10 THINGS TO KNOW BEFORE VISITING BIH
Updated: Dec 28, 2018
So you've read our ''how we spent one full day in Bosnia Herzegovina'' post, you've seen our Instagram pictures from Mostar and Sarajevo and you're making some serious thoughts of visiting BIH in the future. Well, congratulations!!! Here are 10 things you should know, before visiting the country, to make your decision and experience in Bosnia Herzegovina a bit easier.
The Bosnia and Herzegovina mark is the country's official currency, however lots of places also accept euros or even Croatian kuna, especially in areas close to the
Bosnian - Croatian borders. The bosnian mark equals to 0,51 EUR or 0,57 USD.

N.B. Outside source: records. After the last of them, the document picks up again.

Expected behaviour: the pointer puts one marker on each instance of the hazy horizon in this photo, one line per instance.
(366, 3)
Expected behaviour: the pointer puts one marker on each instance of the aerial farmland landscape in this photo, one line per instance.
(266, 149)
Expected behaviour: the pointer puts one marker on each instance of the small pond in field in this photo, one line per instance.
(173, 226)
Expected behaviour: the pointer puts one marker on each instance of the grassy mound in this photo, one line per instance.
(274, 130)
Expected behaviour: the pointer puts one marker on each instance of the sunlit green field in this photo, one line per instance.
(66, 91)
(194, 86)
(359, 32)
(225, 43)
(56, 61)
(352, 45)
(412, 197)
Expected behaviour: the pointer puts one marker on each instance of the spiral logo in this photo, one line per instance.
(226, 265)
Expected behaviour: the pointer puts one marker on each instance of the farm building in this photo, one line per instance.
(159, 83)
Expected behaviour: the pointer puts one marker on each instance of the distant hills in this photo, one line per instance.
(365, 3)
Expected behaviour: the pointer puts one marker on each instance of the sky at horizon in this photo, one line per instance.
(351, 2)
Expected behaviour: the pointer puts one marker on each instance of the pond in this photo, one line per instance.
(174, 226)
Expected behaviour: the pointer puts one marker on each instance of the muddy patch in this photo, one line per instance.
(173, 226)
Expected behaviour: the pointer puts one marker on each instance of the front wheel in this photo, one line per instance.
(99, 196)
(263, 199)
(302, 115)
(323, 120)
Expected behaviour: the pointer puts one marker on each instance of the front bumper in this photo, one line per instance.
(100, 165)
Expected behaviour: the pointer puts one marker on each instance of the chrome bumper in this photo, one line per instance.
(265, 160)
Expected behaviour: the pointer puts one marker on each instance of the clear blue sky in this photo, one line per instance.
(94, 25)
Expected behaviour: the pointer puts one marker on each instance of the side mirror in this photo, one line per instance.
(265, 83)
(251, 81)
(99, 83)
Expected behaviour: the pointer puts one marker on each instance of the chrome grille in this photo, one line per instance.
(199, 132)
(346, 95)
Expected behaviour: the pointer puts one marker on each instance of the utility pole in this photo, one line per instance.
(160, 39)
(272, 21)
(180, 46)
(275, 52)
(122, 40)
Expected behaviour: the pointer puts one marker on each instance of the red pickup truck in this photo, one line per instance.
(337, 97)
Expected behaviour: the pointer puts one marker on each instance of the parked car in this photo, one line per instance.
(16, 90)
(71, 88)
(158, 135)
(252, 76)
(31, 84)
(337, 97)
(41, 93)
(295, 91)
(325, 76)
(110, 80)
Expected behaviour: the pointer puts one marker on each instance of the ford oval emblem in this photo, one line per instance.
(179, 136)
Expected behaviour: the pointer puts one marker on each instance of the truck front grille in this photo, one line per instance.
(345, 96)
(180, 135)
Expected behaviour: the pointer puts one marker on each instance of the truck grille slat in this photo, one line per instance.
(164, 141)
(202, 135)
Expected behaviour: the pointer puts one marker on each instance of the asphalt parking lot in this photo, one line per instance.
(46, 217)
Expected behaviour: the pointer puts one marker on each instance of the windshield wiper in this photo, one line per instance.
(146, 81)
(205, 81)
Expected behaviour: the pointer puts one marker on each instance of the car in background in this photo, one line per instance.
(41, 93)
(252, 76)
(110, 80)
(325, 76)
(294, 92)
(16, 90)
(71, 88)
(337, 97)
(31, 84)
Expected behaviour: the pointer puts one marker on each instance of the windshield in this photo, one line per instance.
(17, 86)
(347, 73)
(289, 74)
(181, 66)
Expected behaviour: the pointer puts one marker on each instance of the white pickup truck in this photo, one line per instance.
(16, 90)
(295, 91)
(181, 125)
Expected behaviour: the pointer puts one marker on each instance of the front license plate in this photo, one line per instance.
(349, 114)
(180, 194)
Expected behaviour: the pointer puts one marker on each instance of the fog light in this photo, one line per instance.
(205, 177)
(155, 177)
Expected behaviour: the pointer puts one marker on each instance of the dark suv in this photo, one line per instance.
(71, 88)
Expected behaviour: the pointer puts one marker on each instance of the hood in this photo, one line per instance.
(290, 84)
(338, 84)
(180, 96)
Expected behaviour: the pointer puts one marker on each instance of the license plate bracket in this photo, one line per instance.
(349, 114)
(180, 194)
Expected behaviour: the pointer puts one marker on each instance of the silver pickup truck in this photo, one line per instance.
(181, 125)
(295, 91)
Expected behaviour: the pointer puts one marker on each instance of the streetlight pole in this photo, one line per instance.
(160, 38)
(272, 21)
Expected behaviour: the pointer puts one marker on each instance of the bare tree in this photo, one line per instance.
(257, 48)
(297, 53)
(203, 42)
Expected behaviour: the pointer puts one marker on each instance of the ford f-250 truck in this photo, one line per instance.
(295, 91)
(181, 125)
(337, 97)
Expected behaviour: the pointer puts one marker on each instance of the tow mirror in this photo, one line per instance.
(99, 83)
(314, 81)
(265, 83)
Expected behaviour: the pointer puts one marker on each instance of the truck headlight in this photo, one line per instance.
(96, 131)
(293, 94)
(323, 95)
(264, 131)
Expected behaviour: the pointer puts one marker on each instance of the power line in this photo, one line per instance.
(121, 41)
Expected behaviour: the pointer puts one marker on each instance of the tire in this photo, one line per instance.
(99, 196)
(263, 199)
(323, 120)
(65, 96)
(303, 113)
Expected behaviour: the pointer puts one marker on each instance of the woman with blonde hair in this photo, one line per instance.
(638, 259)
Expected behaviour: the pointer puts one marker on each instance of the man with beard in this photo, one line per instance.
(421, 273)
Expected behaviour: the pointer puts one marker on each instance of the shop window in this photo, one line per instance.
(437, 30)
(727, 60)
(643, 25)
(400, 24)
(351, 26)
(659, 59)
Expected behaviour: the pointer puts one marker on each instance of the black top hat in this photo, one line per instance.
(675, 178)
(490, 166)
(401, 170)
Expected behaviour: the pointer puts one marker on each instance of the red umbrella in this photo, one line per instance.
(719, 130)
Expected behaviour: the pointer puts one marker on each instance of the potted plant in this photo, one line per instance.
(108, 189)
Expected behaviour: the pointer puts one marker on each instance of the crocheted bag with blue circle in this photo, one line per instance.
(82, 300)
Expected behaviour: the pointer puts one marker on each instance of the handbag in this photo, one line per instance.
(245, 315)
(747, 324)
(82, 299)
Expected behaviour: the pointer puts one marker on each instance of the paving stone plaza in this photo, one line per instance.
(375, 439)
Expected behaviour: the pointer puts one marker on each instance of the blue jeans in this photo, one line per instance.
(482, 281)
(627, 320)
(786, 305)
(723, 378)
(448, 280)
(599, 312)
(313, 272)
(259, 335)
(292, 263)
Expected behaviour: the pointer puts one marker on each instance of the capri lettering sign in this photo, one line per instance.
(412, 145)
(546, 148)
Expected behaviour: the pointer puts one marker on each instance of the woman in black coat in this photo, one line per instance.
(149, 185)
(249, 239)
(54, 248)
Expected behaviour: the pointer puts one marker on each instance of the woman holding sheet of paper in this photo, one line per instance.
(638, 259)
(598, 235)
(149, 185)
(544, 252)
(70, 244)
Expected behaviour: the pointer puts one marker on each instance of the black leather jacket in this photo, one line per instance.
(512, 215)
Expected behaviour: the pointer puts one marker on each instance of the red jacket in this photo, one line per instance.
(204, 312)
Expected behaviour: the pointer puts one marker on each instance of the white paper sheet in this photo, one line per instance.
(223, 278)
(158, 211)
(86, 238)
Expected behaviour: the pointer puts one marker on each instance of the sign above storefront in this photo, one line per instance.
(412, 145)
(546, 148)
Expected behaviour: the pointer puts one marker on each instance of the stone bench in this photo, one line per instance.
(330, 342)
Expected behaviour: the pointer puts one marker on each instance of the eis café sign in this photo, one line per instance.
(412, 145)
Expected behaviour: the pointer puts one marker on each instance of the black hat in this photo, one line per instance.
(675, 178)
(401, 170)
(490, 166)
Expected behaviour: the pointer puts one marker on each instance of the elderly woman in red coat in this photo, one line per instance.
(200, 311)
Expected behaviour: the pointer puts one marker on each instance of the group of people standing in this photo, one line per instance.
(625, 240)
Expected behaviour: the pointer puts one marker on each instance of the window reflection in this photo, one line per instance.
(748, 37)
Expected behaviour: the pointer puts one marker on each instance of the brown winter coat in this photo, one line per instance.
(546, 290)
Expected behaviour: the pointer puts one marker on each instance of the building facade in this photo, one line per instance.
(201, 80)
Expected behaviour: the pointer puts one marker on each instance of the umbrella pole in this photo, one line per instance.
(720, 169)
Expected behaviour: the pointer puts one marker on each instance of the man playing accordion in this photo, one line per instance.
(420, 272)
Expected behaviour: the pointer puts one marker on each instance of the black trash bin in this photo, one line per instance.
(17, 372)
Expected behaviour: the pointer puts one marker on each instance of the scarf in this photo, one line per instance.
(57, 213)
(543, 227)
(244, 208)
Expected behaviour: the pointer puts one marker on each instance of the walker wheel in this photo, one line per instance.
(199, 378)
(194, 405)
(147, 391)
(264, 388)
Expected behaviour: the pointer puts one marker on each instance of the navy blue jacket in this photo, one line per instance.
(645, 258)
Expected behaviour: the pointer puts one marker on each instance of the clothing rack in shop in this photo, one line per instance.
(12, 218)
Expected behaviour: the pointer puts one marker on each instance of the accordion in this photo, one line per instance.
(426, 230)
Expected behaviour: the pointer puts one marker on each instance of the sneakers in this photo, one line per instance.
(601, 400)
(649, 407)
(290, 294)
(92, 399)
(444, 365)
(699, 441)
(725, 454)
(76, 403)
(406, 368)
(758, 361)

Most restaurants, shops, cafes etc do not accept credit or debit cards, so carrying cash with you will be extremely helpful. Best thing to do is to always ask before buying/ ordering something about the payment methods they accept.
Almost half of Bosnia Herzegovina's population is Muslim, while the rest of it is Orthodox or Roman Catholic Christian. An ideal reminder of how people can and should co-exist in peace.
There are three official languages spoken in Bosnia Herzegovina : Bosnian, Croatian and Serbian. Most of the people who deal with commerce and especially young people also speak English.
5. Getting around
Bosnia Herzegovina is not the easiest country when it comes to transportation and moving around, as a big part of its railway system was damaged during the war. There are however some railway connections, but do not expect them to get you fast to your destination. Bus connections are more developped, yet a bit slow as well.
6. Entering the country
Bosnia Herzegovina is not an EU member state, neither part of the Schengen Area. However european citizens can enter the country using their ID card or passport. Make a phone call to the bosnian embassy in your country, to be sure of what kind of travel documents you need in order to enter BIH legally.
7. Meeting with the locals
Bosnians are nice and friendly. War memories are however recent and it might be wise to avoid conversations about this issue, as many people might have physical or psychological traumas. If people want to talk about it and share war stories with you, they'll bring it up themselves.
Despite what some people might think, especially because of the recent war, Bosnia Herzegovina is a safe country to visit. Of course you need to beware of pickpocketers in crowded places, as you have to in any destination or even in your home town, but crime levels are in general low.
Winters in BIH can get really cold and although summers are said to be hot, we had to deal with the -not so high- temperature of 10 degrees Celsius when we visited Sarajevo in mid August. Pack some extra layers of clothing, even during the summer, just in case.
10. UNESCO World Heritage Sites
Bosnia Herzegovina hosts three of UNESCO's World Heritage Sites : The Old City and Old Bridge of Mostar, The Mehmed Pasa Sokolovic Bridge in Visegrad and The Stecaks-Medieval Tombstones.